Employees can win when they enjoy living and working in their chosen location. They may be moving due to the changing needs of their family or wanting to be in a desirable community with lower living costs, higher quality of life, or other attractive features. (These attributes fit Charleston, SC, which is now home to a large and vibrant community of remote workers, part of the larger Charleston Women in Tech. By the way, I now live about six blocks north of where this picture was taken.)
Employers can win because they can increase productivity from these remote workers, reduce turnover, and lower organizational costs.
The environment can win because of reduced commuting.
For more about this study by Prithwiraj Choudhury, an associate professor in the Technology and Operations Management Unit at Harvard Business School, and his fellow researchers, read their paper (Live and) Work from Anywhere: Geographic Flexibility and Productivity Effects at the United States Patent Office (pdf).
Note that “work from anywhere” policies are more liberal than traditional “work-from-home” arrangements. With the latter, employees generally live near the office and work at home with a flexible work schedule and no daily commute.
Remote work of any type is still the exception not the norm. Even with all the digital technology that makes workers accessible and efficient regardless of where they are based, most employers have hesitated to embrace remote work.
Granted, remote work is not always suitable. Think about retail employees, or those jobs that require constant coordination with co-workers. Even jobs that depend on frequent collaboration may not be ideal for full-time remote work.
However, if there’s a will, there’s often a way – especially in a tight labor market when high-performing individuals request more flexible working conditions.
How can you – as either an employer or an employee wanting to make a case for working outside the office – improve conditions to work well from anywhere?
Address the will and skill and help each other get over the hill.
The will – the motivation. When employees have a clear sense of the organization’s purpose and it lines up with their personal purpose and interests, employees are more likely to feel engaged to apply themselves. (See Simon Sinek’s book Start with Why.)
Employees also feel more motivated when they feel like their work matters. For instance, David Yaden working with BetterUp, has found that people perform better not only when they believe their work matters, but also when they receive validation that they matter from their manager, organization, and co-workers.
The skill – the ability to do the work. Make sure an individual’s strengths are a good fit for the job. Researcher Claudia Harzer’s work shows that individuals perform better and are more satisfied with their work when they’re applying their individual strengths on the job. Furthermore, Harzer has discovered that as people practice and learn how to better use their signature strengths at work, they’re able to increase the sense that their work is more of a “calling”—which also leads to more positive experiences.

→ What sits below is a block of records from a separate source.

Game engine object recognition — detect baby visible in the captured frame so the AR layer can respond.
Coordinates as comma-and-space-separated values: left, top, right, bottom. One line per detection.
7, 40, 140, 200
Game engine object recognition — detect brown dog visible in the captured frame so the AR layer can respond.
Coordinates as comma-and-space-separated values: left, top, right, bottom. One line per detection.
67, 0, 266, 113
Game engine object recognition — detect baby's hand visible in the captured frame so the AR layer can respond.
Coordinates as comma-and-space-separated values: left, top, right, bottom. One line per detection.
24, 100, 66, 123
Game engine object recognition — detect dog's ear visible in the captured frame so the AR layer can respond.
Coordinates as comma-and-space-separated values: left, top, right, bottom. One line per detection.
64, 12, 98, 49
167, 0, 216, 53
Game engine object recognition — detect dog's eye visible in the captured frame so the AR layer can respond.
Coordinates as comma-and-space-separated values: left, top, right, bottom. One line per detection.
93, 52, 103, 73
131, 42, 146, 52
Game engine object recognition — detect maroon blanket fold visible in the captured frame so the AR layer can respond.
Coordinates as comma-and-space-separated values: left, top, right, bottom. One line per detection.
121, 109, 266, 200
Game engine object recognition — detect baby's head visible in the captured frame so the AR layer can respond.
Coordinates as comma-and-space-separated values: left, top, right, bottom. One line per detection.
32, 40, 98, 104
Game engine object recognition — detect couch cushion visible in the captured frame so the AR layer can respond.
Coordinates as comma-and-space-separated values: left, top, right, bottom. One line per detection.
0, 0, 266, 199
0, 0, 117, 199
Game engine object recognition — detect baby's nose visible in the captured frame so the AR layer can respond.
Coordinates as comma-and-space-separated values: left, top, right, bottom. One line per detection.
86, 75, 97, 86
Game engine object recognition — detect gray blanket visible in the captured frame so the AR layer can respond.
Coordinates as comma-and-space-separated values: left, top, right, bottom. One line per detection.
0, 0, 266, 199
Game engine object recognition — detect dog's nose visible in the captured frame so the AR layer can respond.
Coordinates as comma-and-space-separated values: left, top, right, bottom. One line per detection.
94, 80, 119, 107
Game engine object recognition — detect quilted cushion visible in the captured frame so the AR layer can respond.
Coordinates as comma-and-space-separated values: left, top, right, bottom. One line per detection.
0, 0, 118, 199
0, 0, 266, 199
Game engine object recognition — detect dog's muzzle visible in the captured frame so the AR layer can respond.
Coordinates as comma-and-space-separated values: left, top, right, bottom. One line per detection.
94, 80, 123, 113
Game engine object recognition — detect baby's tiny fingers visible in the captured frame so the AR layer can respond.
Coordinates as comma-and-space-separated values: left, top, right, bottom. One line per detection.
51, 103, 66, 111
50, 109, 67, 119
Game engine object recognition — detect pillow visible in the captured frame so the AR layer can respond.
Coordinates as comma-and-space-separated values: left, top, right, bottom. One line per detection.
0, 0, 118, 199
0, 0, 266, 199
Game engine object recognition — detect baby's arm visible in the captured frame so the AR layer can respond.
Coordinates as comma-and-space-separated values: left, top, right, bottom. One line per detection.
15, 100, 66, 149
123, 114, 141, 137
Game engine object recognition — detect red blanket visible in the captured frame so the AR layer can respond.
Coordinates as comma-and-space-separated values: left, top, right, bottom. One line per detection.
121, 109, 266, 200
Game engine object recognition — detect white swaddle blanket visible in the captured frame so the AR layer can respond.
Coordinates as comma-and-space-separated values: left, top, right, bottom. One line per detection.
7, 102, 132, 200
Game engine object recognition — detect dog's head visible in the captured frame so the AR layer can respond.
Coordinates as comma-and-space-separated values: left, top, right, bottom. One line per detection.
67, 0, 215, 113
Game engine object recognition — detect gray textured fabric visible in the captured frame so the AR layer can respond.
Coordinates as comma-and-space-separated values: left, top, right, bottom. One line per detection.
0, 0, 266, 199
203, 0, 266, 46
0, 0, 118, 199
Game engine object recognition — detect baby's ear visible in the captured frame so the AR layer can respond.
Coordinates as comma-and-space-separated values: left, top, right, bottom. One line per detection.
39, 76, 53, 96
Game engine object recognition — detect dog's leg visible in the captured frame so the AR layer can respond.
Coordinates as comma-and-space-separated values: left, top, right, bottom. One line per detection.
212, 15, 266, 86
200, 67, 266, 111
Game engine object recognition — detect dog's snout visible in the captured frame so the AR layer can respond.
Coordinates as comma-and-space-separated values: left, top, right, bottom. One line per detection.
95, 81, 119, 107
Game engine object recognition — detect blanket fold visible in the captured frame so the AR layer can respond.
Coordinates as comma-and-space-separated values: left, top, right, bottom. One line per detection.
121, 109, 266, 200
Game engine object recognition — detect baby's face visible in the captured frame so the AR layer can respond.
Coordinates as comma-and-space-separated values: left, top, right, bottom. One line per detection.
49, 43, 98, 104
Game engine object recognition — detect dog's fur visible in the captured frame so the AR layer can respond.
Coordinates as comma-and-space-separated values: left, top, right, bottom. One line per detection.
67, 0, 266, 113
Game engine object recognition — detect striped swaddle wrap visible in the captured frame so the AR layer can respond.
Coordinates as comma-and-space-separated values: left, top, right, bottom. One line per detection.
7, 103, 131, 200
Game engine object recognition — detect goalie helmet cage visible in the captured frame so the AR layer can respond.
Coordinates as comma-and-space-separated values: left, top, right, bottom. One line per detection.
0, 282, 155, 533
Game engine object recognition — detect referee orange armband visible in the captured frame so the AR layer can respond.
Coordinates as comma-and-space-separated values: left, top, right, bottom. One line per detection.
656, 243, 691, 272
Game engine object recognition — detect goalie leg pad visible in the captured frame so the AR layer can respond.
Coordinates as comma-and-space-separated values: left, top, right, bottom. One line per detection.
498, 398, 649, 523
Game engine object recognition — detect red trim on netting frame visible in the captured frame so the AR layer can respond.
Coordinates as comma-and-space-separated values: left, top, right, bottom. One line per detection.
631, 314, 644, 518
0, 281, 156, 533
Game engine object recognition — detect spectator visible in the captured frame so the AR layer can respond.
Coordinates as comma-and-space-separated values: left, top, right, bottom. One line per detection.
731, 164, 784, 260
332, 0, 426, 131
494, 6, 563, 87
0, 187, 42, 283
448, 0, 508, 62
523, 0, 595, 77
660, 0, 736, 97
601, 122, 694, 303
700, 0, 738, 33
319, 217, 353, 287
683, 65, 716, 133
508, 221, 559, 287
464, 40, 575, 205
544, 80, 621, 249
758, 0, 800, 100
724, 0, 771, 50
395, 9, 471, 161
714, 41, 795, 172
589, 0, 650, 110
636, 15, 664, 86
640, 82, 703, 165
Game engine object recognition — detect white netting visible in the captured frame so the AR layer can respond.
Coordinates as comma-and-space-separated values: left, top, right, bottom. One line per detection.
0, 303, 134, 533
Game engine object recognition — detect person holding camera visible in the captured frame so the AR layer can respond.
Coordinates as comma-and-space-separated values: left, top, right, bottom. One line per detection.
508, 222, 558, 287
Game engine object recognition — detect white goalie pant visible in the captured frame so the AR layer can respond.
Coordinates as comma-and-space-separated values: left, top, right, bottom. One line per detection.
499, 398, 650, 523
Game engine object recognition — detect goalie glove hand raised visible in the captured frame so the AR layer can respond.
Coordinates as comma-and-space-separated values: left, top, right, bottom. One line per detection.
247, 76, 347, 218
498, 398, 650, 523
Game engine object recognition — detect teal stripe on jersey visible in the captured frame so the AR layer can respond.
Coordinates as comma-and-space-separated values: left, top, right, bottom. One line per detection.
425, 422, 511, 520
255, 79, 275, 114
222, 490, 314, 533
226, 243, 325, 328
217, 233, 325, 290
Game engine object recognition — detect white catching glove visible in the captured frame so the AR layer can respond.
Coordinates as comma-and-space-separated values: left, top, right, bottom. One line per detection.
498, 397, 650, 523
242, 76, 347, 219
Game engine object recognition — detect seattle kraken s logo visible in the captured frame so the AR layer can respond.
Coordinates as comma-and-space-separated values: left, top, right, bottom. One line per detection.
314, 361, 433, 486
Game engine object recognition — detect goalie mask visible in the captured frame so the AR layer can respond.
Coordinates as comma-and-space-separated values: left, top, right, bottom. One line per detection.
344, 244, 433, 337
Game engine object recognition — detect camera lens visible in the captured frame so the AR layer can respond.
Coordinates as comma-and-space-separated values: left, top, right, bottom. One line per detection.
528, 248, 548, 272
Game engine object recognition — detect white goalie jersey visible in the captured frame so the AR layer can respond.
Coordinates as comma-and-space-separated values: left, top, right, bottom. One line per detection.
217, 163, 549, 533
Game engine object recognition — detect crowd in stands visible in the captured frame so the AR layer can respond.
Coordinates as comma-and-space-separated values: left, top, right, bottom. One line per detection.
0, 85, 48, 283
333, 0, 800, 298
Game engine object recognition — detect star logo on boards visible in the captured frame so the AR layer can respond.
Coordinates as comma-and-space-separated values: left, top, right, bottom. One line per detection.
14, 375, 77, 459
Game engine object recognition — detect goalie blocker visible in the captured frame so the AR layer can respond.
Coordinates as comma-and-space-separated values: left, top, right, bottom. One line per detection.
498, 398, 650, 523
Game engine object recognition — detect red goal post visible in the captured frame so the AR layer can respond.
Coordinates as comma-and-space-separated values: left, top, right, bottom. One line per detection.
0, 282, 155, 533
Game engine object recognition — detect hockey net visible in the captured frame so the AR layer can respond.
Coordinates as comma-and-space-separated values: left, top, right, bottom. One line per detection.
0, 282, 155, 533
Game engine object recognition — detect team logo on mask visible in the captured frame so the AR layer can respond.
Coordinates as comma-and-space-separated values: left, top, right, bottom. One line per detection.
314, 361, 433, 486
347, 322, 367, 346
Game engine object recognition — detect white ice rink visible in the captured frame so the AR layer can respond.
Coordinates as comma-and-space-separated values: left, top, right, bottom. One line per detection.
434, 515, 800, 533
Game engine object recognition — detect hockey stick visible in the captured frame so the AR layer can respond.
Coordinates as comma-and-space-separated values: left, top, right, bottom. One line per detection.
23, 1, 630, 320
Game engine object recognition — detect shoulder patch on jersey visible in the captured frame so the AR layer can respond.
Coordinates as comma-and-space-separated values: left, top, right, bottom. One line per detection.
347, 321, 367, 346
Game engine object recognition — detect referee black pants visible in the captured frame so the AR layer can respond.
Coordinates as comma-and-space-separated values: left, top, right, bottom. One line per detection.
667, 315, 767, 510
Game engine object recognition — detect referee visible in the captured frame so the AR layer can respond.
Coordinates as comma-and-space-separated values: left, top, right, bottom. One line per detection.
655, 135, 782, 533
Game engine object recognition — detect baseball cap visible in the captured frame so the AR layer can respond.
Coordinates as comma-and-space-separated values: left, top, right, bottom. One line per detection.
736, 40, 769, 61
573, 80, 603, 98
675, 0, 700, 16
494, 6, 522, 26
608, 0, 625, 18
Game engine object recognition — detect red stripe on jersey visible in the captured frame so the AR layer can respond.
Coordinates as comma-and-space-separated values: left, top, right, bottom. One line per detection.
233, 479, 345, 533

Getting over the hill – dealing with the obstacles. It’s often not enough to help employees use their will and skills; employers also need to either eliminate or reduce the barriers, that is the hills, that get in employees’ way. Sometimes these hills are mole hills; other times they’re mountains. However, ignoring hills of all sizes signals to employees that they and their work don’t matter, which damages employee motivation.

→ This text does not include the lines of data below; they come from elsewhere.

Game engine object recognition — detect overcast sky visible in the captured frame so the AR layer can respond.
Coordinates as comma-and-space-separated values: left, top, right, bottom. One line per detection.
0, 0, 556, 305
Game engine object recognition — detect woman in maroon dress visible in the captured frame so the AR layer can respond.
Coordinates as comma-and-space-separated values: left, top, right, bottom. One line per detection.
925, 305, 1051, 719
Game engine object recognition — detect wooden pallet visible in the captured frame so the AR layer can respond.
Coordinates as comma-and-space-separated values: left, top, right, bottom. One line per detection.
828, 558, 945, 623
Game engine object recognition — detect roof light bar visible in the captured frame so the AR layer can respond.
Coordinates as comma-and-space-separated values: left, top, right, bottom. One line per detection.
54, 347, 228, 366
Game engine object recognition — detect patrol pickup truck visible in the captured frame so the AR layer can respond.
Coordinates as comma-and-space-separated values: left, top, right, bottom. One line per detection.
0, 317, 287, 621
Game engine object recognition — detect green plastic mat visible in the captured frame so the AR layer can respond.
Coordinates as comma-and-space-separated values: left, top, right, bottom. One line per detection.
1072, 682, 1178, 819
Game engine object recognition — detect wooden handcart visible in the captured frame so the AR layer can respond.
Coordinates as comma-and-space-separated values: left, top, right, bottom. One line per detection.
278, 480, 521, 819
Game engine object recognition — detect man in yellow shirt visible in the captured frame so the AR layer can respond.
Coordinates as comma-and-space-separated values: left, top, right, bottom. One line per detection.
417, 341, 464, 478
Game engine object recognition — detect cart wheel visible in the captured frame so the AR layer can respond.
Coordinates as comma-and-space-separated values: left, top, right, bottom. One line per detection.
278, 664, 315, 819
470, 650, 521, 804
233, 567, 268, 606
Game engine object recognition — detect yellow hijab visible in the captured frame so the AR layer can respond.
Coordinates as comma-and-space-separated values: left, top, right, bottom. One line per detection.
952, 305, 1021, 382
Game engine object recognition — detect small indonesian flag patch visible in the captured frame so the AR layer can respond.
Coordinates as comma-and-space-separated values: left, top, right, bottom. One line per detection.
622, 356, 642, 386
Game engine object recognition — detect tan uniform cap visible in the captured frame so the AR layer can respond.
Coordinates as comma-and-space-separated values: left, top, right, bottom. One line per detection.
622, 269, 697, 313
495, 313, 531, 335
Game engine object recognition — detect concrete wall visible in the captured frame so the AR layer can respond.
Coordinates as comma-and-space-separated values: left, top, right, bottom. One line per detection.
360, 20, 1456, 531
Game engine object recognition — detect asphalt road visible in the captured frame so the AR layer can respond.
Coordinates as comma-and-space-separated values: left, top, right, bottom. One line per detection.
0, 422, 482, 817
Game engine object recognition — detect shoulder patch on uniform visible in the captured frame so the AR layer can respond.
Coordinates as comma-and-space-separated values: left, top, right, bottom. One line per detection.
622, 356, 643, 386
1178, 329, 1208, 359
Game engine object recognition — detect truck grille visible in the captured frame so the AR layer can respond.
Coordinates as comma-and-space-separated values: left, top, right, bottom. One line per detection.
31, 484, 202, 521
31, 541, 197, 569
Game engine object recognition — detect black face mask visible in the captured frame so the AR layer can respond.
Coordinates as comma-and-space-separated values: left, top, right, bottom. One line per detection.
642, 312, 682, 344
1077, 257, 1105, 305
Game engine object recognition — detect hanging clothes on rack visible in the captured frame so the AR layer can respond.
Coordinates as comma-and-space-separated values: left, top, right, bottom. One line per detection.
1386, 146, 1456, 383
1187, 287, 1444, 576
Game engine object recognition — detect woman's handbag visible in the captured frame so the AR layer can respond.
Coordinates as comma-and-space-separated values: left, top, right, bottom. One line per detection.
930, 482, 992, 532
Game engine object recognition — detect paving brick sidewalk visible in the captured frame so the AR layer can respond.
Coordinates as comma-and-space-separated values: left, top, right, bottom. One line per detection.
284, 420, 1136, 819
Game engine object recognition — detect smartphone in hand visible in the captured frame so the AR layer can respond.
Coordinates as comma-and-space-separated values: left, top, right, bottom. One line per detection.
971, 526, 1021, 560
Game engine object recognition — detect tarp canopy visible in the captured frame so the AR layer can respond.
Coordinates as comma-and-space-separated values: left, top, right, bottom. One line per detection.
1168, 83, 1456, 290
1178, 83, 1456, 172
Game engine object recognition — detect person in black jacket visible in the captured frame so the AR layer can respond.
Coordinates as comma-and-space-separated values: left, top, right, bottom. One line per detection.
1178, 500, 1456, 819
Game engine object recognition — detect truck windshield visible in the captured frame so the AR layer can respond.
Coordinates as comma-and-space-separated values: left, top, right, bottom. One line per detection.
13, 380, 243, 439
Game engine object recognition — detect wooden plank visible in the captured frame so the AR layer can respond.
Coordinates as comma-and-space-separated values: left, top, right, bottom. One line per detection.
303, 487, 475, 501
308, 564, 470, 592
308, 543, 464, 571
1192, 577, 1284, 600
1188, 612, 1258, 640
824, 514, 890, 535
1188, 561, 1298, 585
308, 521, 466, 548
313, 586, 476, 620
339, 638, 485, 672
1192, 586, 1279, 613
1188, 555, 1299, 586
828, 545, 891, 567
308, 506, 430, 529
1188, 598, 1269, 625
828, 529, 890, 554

By contrast, when managers work to provide psychological safety to remote workers on conference calls and video calls, those remote workers generally notice. They feel safe to speak up. And they appreciate being seen and heard and connected with everyone else.
Also when managers, or others in the organization, help employees feel capable and confident about their ability to achieve some balance around work and their personal life, people’s satisfaction with their job and overall life increases.
Researcher Xi Wen Chan found in a 2015 study that having “self-efficacy” — that is, the belief in yourself and the ability to do the job well – was actually more important than the actual policies the employer offered.
To say it another way, the quality of the policies wasn’t as important as the fact that an employer had policies and employees knew about them, felt their employer supported them as individuals, and worked with their mangers to apply the policies as is, or with adaptation, to their situation. In these situations, employees felt more in control and competent about achieving work/life balance arrangements and therefore more satisfied with both their job and personal life.
When employers focus on the “will, skill and hill,” all employees – especially remote workers – can benefit.